2. Google’s BeyondCorp: Google has reinvented its security perimeter around devices through its groundbreaking “BeyondCorp” initiative. They introduced three core principles:

  • Connecting from a particular network must not determine which services you can access.
  • Access to services is granted based on what we know about you and your device.
  •  All access to services must be authenticated, authorized and encrypted.

3. Mirai Botnet: Chris Young of Intel Security, in an opening keynote, showed us how McAfee researchers bought an “off-the-shelf” DVR known to be targeted by Mirai Bonet. Within 60 seconds of connecting it to the Internet, the device was compromised.

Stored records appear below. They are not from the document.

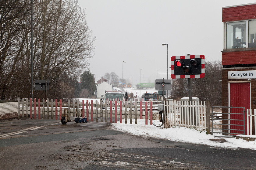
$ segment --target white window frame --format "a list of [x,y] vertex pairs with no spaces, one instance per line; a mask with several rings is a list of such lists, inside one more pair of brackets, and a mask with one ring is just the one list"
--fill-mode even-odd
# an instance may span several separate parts
[[251,21],[253,20],[256,20],[256,19],[247,19],[246,20],[241,20],[239,21],[234,21],[225,22],[224,23],[224,37],[225,37],[225,38],[224,39],[224,43],[223,43],[224,45],[224,46],[223,47],[223,49],[224,50],[228,49],[232,50],[235,49],[237,50],[238,49],[227,49],[227,24],[228,23],[230,23],[230,22],[240,22],[241,21],[246,21],[246,44],[245,45],[245,48],[247,49],[248,48],[248,42],[249,42],[248,39],[249,38],[249,21]]

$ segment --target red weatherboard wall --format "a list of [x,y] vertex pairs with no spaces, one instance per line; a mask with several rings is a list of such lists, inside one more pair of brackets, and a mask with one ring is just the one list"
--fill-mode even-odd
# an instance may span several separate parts
[[222,22],[255,19],[256,4],[222,8]]
[[256,51],[222,52],[222,65],[256,63]]

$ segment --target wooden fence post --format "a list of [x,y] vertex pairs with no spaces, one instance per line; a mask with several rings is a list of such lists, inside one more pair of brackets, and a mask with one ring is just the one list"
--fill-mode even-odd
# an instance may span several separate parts
[[86,120],[89,121],[89,101],[86,100]]
[[76,104],[75,103],[75,99],[73,99],[73,116],[75,116],[76,113]]
[[140,101],[140,118],[141,119],[142,119],[142,102]]
[[40,111],[41,111],[41,107],[40,106],[40,99],[38,99],[38,118],[39,119],[41,119],[41,117],[40,115]]
[[37,99],[35,98],[34,99],[34,118],[37,118]]
[[55,120],[58,119],[58,100],[55,99]]
[[62,116],[62,100],[59,100],[59,120],[61,120]]
[[24,117],[24,99],[22,98],[22,117]]
[[150,124],[153,124],[153,103],[152,101],[150,102]]
[[43,102],[43,108],[42,112],[43,112],[43,118],[44,118],[44,99],[43,99],[43,101],[42,101]]
[[117,102],[115,100],[115,123],[117,123]]
[[82,117],[84,117],[84,100],[82,101]]
[[18,98],[18,117],[20,118],[20,98]]
[[103,122],[103,108],[102,107],[102,100],[101,100],[100,103],[100,107],[101,109],[101,122]]
[[91,121],[93,121],[93,103],[92,100],[91,100]]
[[30,98],[30,118],[32,118],[32,98]]
[[[110,107],[110,110],[109,111],[110,116],[110,123],[112,123],[112,100],[110,100],[109,102],[109,106]],[[116,118],[115,117],[115,119]]]
[[47,101],[46,101],[46,105],[47,105],[47,108],[46,109],[46,114],[47,117],[47,119],[49,119],[49,98],[47,98]]
[[71,109],[70,108],[70,100],[69,99],[68,101],[68,117],[69,120],[70,120],[70,117],[71,117]]
[[145,102],[145,120],[146,124],[148,124],[148,102]]
[[134,118],[135,118],[135,124],[137,124],[137,102],[136,101],[134,103],[135,104],[135,108],[134,109]]
[[96,116],[95,116],[95,121],[97,122],[98,121],[98,100],[96,100],[96,102],[95,103],[95,106],[96,106],[95,112],[96,113],[95,114]]
[[124,120],[125,123],[127,123],[127,102],[126,101],[124,103]]
[[130,101],[130,124],[133,123],[133,110],[132,108],[132,101]]
[[77,99],[77,101],[76,101],[77,102],[77,117],[80,116],[80,101],[79,99]]
[[51,100],[51,118],[52,119],[53,119],[53,99],[52,99]]
[[28,99],[27,98],[26,99],[26,117],[27,119],[28,118]]
[[206,115],[206,131],[208,134],[211,134],[212,133],[211,132],[211,103],[210,101],[206,100],[206,105],[207,107]]
[[[105,103],[105,122],[108,122],[108,102],[107,100]],[[102,103],[102,100],[101,100],[101,103]]]
[[120,101],[120,123],[122,123],[122,101]]

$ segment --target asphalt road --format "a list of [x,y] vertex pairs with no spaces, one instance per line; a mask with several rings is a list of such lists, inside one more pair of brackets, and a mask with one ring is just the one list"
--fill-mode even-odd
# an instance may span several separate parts
[[105,122],[0,122],[0,169],[256,169],[254,150],[152,137],[126,134]]

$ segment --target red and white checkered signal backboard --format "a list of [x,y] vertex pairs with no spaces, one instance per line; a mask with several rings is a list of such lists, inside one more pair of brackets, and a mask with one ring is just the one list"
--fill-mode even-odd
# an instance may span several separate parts
[[[193,59],[201,58],[201,73],[200,74],[189,75],[174,75],[174,61],[177,59]],[[189,78],[202,78],[204,77],[204,55],[191,55],[190,56],[172,56],[171,58],[171,77],[172,79],[185,79]]]

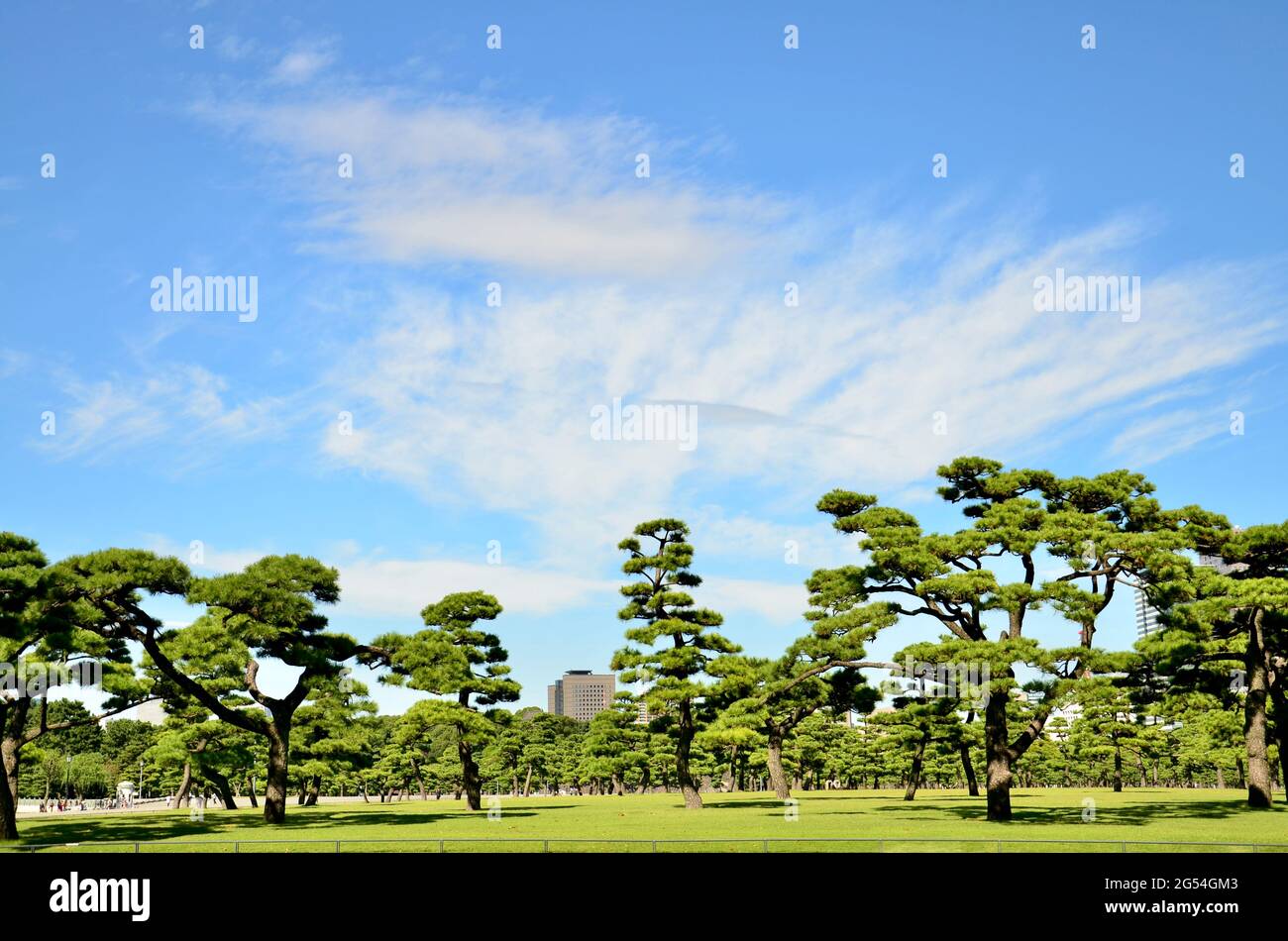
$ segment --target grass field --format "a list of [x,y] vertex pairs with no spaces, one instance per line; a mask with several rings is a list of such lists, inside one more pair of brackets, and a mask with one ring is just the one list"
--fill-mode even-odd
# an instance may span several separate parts
[[[1095,820],[1083,821],[1083,801],[1095,801]],[[905,803],[899,792],[802,792],[796,820],[782,802],[764,794],[707,794],[706,807],[685,811],[676,794],[629,797],[501,797],[500,817],[469,812],[459,801],[290,806],[283,826],[264,824],[260,811],[207,810],[189,821],[187,811],[27,817],[23,844],[80,843],[75,850],[134,852],[133,846],[93,847],[95,841],[140,842],[140,852],[341,852],[416,851],[845,851],[845,852],[1007,852],[1084,851],[1177,852],[1189,850],[1288,852],[1288,808],[1249,811],[1242,790],[1018,790],[1015,820],[984,820],[983,798],[963,792],[922,792]],[[501,841],[529,839],[531,843]],[[801,838],[857,839],[846,843],[764,844]],[[920,839],[944,841],[917,843]],[[153,844],[152,841],[182,841]],[[286,841],[256,844],[254,841]],[[304,841],[325,841],[308,843]],[[374,841],[402,841],[379,844]],[[456,842],[452,841],[497,841]],[[544,841],[555,841],[545,844]],[[574,842],[558,842],[574,841]],[[643,841],[613,843],[612,841]],[[693,841],[693,842],[668,842]],[[697,842],[716,841],[716,842]],[[884,841],[884,842],[882,842]],[[958,842],[953,842],[958,841]],[[980,843],[965,841],[987,841]],[[1029,843],[997,841],[1078,841]],[[1104,841],[1103,843],[1083,841]],[[1149,842],[1224,843],[1222,847],[1151,847]],[[1282,843],[1282,847],[1266,844]]]

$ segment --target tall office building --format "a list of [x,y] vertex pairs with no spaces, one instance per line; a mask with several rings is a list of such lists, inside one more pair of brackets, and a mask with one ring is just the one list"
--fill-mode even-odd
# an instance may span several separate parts
[[1158,623],[1158,609],[1149,602],[1145,592],[1136,590],[1136,637],[1148,637],[1160,629]]
[[547,712],[589,722],[613,704],[616,690],[617,676],[613,673],[569,669],[546,686]]
[[[1240,526],[1234,526],[1234,532],[1242,532]],[[1204,569],[1212,569],[1218,575],[1231,575],[1243,572],[1248,566],[1244,563],[1227,564],[1218,555],[1203,555],[1199,554],[1199,563]],[[1158,623],[1158,609],[1154,608],[1145,599],[1145,592],[1140,588],[1136,590],[1136,636],[1146,637],[1155,631],[1160,631],[1162,624]]]

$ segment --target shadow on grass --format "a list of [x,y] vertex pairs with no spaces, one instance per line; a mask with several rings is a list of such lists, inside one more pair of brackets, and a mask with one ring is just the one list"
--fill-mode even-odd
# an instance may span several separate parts
[[[568,810],[571,805],[545,805],[532,810],[515,810],[513,806],[505,808],[506,817],[533,817],[545,811]],[[344,811],[331,808],[296,808],[287,810],[286,821],[281,824],[265,823],[260,811],[211,811],[204,821],[189,820],[187,811],[175,811],[170,815],[157,814],[148,816],[121,815],[118,817],[84,817],[80,820],[40,821],[39,826],[23,828],[22,821],[18,829],[22,838],[17,843],[0,843],[0,855],[24,846],[40,846],[45,843],[103,843],[103,842],[155,842],[155,841],[204,841],[211,843],[254,842],[256,839],[291,841],[292,832],[300,832],[299,839],[325,839],[318,830],[334,828],[399,828],[399,826],[428,826],[446,820],[462,820],[470,816],[486,816],[487,811],[421,811],[421,810],[361,810]],[[312,832],[312,833],[309,833]],[[392,834],[393,837],[394,834]],[[352,835],[343,837],[346,842],[371,843],[379,842],[377,837]],[[425,839],[438,839],[438,837],[425,835]]]

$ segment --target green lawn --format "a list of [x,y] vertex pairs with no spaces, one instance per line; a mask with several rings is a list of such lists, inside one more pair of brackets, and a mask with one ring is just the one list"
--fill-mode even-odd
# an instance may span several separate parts
[[[93,851],[94,841],[184,841],[183,846],[140,846],[140,852],[187,851],[238,852],[290,851],[343,852],[402,850],[437,852],[439,841],[448,852],[529,851],[553,852],[613,850],[652,852],[652,841],[663,841],[658,852],[720,850],[761,852],[760,841],[799,838],[845,838],[872,842],[849,843],[770,843],[770,851],[862,851],[862,852],[1009,852],[1091,851],[1175,852],[1186,847],[1150,847],[1150,841],[1224,843],[1224,847],[1189,847],[1261,852],[1285,844],[1288,852],[1288,808],[1283,803],[1270,811],[1249,811],[1242,790],[1018,790],[1012,794],[1015,820],[989,824],[984,820],[983,798],[962,792],[922,792],[905,803],[899,792],[802,792],[797,794],[797,819],[788,820],[783,803],[764,794],[707,794],[706,807],[685,811],[676,794],[627,797],[501,797],[500,819],[489,820],[486,811],[470,814],[459,801],[402,801],[392,805],[345,803],[304,808],[291,805],[283,826],[268,826],[260,811],[206,811],[201,823],[189,821],[187,811],[158,811],[125,815],[67,815],[19,821],[23,844],[81,843],[77,851]],[[1095,821],[1083,823],[1083,801],[1095,801]],[[532,843],[452,841],[504,841],[527,838]],[[287,841],[256,846],[250,841]],[[644,841],[635,844],[616,839]],[[917,839],[945,841],[917,843]],[[299,842],[290,842],[299,841]],[[303,841],[327,841],[307,843]],[[379,844],[371,841],[408,841]],[[694,841],[688,843],[665,841]],[[702,843],[697,841],[716,841]],[[739,842],[742,841],[742,842]],[[884,841],[884,843],[877,842]],[[987,841],[981,843],[952,841]],[[997,841],[1079,841],[1069,843],[1002,843]],[[1106,841],[1082,843],[1082,841]],[[196,844],[198,843],[200,844]],[[21,846],[21,844],[19,844]],[[14,848],[14,847],[9,847]],[[64,850],[67,847],[58,847]],[[133,846],[103,847],[133,852]],[[49,852],[49,850],[44,851]]]

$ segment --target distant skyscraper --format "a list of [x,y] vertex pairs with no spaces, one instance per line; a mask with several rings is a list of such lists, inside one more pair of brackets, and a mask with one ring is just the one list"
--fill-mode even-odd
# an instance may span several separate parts
[[616,690],[617,676],[613,673],[569,669],[546,686],[547,712],[589,722],[613,704]]
[[1155,631],[1162,629],[1162,624],[1158,623],[1158,609],[1149,602],[1145,597],[1145,592],[1140,588],[1136,590],[1136,637],[1148,637]]
[[[1243,532],[1242,526],[1233,528],[1235,533]],[[1231,575],[1238,572],[1243,572],[1248,566],[1244,563],[1227,564],[1218,555],[1203,555],[1199,554],[1199,565],[1204,569],[1212,569],[1218,575]],[[1158,623],[1158,609],[1149,604],[1145,597],[1145,592],[1140,588],[1136,590],[1136,636],[1148,637],[1155,631],[1162,631],[1163,626]]]

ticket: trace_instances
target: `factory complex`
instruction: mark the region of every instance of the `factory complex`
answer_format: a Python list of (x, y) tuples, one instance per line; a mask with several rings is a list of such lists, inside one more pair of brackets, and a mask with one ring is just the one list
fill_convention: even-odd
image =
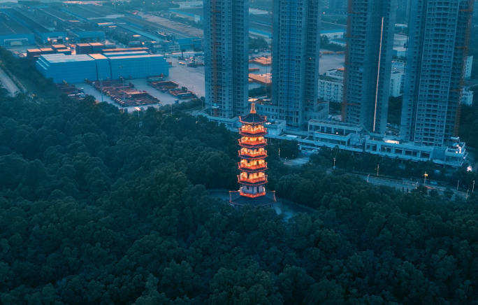
[(56, 83), (169, 75), (169, 65), (164, 57), (144, 51), (75, 55), (43, 54), (39, 56), (36, 65), (40, 73)]

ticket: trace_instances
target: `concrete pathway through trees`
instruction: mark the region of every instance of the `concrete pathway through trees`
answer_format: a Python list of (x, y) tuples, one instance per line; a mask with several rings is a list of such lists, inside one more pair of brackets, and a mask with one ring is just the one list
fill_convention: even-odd
[(8, 90), (12, 97), (15, 96), (17, 92), (20, 92), (18, 87), (13, 83), (10, 77), (5, 73), (3, 70), (0, 69), (0, 81), (5, 89)]

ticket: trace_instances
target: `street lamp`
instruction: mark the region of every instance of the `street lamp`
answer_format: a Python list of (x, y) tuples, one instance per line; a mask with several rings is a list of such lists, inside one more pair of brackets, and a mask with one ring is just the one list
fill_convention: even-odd
[(103, 78), (101, 77), (101, 73), (99, 75), (100, 76), (100, 88), (101, 90), (101, 103), (103, 103)]
[[(124, 72), (123, 68), (124, 68), (124, 66), (120, 66), (120, 69), (121, 69), (122, 72)], [(123, 103), (124, 103), (124, 73), (122, 73), (122, 74), (123, 74), (123, 76), (122, 76), (122, 78), (123, 78)]]

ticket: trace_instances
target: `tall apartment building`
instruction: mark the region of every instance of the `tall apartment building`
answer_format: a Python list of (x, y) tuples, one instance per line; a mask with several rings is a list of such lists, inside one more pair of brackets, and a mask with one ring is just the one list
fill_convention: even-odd
[(249, 2), (204, 1), (206, 108), (231, 118), (248, 111)]
[(342, 120), (384, 134), (396, 0), (354, 0), (348, 8)]
[(319, 0), (273, 1), (272, 98), (289, 127), (318, 111), (320, 19)]
[(413, 0), (400, 137), (444, 147), (458, 136), (473, 0)]
[(330, 69), (319, 76), (317, 98), (326, 101), (342, 103), (344, 94), (343, 69)]

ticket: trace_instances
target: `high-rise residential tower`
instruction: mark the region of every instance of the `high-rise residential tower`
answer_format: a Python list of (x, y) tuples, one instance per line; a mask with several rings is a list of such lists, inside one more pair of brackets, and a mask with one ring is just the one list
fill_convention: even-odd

4. Cryptographer’s Panel: Adi Shamir, the “S” in RSA, stated "I'm skeptical that Artificial Intelligence (AI) will have much of an impact on security… If you talk about 15 years from now, when AI systems are going to be super intelligent, I can foresee when you give all of the information about cybersecurity to the AI and it will think about it and then say, in a very calm voice, In order to save the internet, I'll have to kill it.”

5. SANS: Four SANS experts took the main stage to talk about the seven most dangerous cyberattacks. Some notable items were: Software developers are not properly validating remote network services they are utilizing and the Internet Storm Center is seeing continuous scanning for vulnerable "nosql" databases. Lastly, there are folks still not changing default passwords.

6. GDPR: General Data Protection Regulation (GDPR) was discussed in a few talks. At a very high level, it states organizations must know what data they have and understand the risk that it poses. Johannes Ulrich, SANS Institute, advised that tokenization for data protection is the best answer. May 2018 is the deadline for companies to adhere to the regulation before they potentially face fines for noncompliance. 

7. Hacking Exposed: The Hacking Exposed presentations by the CrowdStrike folks never disappoint, and this year they featured “Real-World Tradecraft of Bears, Pandas and Kittens.” My favorite hack they demonstrated was the malicious LNK file. This was embedded PowerShell and Payload inside of a Windows shortcut file (LNK). 

8. Containers: If you are into Containers, Tsvi Korren of Aqua showed us how he jumped out of a Container. If you are wondering what is a container, it’s a form of application deployment that makes a process tree "think" that it has a complete operating system for itself. 

9. Microsoft: Brad Smith of Microsoft noted that 74% of businesses expect to be breached this year and that 90% of intrusions begin with a phishing email. He stated, “every company has at least one person who will click on anything.”

10. DevOps: Josh Corman of Cyber Statecraft Initiative pointed out the need for governance in DevOps. To get his message out he used a great analogy: In the span of two months, two massive earthquakes struck Haiti and Chile. The Haiti earthquake resulted in the loss of 230,000 lives but the more powerful one hit Chile and resulted in the deaths Why is that? Chile planned for disaster by having a robust set of building codes. Haiti has no apparent building code.